Tag Archives: Rosalind Osgood

Transgender Volleyball Player And Family Spoke To Broward School Board Members And District Officials At Public Meeting in 2017—“The School Board Has My Back”

“The School Board Has My Back”

D.N. To Broward School Board 2017
Transgender student speaks to Broward School Board

While District officials claimed ignorance about the status of a Broward transgender high school student, REDBROWARD obtained a video of a public meeting in 2017 when the same student praised Broward School Board members for keeping her safe at school. Last month, the principal at Coconut Creek’s Monarch High School and other officials were reassigned after Superintendent Peter Licata learned the transgender student played on the girls volleyball team. As first reported by REDBROWARD, in June 2021 the student and her family filed a lawsuit against the Broward School Board, the Florida Board of Education and Governor Ron DeSantis over a 2021 law which prohibits males and transgender females from playing on women’s sports teams.

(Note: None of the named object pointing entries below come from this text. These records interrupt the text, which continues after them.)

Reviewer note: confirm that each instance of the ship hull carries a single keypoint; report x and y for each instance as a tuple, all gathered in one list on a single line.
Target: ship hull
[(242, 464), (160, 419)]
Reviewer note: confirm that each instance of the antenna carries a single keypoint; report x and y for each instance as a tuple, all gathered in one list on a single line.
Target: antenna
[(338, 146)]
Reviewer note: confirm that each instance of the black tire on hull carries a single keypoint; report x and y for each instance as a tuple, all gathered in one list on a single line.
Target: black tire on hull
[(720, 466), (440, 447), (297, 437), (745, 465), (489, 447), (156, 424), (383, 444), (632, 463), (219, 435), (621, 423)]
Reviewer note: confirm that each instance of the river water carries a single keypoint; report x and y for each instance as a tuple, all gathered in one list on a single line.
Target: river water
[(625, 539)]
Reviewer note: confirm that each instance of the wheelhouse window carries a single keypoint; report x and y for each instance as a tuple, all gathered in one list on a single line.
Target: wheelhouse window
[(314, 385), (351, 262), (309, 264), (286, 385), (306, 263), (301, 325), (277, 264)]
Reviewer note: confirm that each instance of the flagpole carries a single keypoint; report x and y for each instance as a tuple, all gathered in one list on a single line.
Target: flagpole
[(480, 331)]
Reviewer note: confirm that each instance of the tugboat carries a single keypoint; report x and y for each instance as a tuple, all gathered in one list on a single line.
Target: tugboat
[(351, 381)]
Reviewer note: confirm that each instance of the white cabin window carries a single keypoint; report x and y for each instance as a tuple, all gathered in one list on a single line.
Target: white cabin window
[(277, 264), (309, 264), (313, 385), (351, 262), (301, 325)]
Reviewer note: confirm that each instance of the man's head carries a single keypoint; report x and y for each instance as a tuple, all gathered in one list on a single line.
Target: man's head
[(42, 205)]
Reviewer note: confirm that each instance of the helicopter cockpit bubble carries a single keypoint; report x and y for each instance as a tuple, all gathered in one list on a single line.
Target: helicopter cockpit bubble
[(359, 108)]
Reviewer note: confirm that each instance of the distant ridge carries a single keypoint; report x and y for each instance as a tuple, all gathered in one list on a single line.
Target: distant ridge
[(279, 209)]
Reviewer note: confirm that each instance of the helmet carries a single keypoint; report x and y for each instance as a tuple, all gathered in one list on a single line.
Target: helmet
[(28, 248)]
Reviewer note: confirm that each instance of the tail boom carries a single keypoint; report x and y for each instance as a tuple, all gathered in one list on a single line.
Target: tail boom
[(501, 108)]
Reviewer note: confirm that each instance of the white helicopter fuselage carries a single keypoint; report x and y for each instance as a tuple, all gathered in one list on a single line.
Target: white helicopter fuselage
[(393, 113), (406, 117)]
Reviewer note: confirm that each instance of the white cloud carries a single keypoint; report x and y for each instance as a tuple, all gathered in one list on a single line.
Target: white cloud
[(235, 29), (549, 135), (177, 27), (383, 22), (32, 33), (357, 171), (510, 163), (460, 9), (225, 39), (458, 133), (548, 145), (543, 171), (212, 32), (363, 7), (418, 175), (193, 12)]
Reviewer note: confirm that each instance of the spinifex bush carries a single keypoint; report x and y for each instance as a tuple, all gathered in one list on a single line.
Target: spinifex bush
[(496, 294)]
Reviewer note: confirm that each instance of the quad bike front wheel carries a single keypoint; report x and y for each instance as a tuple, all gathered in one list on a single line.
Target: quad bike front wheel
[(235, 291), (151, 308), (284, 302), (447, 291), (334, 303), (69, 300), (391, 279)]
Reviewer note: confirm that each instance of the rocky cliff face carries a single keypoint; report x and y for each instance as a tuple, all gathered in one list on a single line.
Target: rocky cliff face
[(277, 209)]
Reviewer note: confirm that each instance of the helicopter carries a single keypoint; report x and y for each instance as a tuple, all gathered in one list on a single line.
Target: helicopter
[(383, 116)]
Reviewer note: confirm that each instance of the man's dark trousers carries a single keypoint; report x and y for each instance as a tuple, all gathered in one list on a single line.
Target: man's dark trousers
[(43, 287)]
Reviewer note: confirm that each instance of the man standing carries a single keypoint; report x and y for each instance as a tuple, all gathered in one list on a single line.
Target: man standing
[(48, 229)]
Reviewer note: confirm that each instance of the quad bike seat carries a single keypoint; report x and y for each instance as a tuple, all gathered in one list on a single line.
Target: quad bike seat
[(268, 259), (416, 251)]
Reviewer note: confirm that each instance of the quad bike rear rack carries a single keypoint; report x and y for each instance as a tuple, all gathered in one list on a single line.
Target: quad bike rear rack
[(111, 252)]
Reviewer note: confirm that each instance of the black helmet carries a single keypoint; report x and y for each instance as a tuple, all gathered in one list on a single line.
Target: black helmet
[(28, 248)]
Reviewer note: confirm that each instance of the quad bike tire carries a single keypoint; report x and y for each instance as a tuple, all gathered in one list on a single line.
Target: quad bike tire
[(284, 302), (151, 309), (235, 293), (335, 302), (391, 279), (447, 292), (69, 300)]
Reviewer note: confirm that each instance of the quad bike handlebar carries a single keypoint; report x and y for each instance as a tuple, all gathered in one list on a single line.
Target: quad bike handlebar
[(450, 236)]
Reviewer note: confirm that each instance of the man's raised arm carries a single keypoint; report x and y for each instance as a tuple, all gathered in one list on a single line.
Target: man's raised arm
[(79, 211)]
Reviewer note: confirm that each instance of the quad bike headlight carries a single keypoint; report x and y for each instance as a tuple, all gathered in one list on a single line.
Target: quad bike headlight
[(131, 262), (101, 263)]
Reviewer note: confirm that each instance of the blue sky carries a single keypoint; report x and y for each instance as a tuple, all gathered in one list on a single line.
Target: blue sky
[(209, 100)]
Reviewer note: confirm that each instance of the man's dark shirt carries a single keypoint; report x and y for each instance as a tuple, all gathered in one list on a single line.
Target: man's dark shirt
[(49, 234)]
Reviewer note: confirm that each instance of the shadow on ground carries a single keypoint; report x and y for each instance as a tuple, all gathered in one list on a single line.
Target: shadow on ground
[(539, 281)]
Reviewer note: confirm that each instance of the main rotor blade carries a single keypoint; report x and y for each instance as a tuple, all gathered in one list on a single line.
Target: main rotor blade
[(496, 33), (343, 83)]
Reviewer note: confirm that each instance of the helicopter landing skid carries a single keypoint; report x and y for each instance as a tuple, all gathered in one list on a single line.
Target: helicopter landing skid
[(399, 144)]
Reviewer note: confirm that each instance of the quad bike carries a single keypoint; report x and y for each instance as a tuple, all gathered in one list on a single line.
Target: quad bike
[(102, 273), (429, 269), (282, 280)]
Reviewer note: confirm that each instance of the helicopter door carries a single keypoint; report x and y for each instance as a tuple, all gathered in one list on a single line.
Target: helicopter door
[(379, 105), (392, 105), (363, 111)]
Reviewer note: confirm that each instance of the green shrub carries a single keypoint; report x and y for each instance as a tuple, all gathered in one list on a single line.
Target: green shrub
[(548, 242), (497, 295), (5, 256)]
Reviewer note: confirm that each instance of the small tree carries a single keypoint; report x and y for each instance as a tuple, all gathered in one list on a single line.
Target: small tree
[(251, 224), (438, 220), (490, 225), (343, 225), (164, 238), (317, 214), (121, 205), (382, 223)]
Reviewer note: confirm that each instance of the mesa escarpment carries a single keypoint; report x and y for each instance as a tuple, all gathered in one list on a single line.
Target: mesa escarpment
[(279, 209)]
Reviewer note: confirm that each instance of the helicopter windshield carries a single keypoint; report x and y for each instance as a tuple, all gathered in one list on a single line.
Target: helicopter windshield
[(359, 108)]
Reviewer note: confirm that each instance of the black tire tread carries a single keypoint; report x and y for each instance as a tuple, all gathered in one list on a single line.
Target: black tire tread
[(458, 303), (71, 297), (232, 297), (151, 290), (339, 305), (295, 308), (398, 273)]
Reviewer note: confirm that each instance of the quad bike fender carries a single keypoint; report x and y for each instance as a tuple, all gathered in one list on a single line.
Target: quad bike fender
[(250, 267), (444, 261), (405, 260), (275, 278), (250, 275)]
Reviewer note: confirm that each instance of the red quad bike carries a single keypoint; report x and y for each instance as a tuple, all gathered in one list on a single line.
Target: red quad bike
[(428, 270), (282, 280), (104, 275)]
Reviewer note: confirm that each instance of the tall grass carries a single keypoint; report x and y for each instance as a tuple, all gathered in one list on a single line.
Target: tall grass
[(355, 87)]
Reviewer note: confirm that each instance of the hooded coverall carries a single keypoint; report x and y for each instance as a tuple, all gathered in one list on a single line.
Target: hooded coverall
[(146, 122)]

In June 2021, D.N., an eighth grader, and her parents filed a lawsuit for injunctive relief from the Fairness In Women’s Sport Act which would take effect on July 1, 2021. Signed by Governor Ron DeSantis, the act prevents biological males from playing on female sports teams. According to the lawsuit, D.N. played on the girls soccer team at her middle school. The lawsuit stated she planned on participating in volleyball as well.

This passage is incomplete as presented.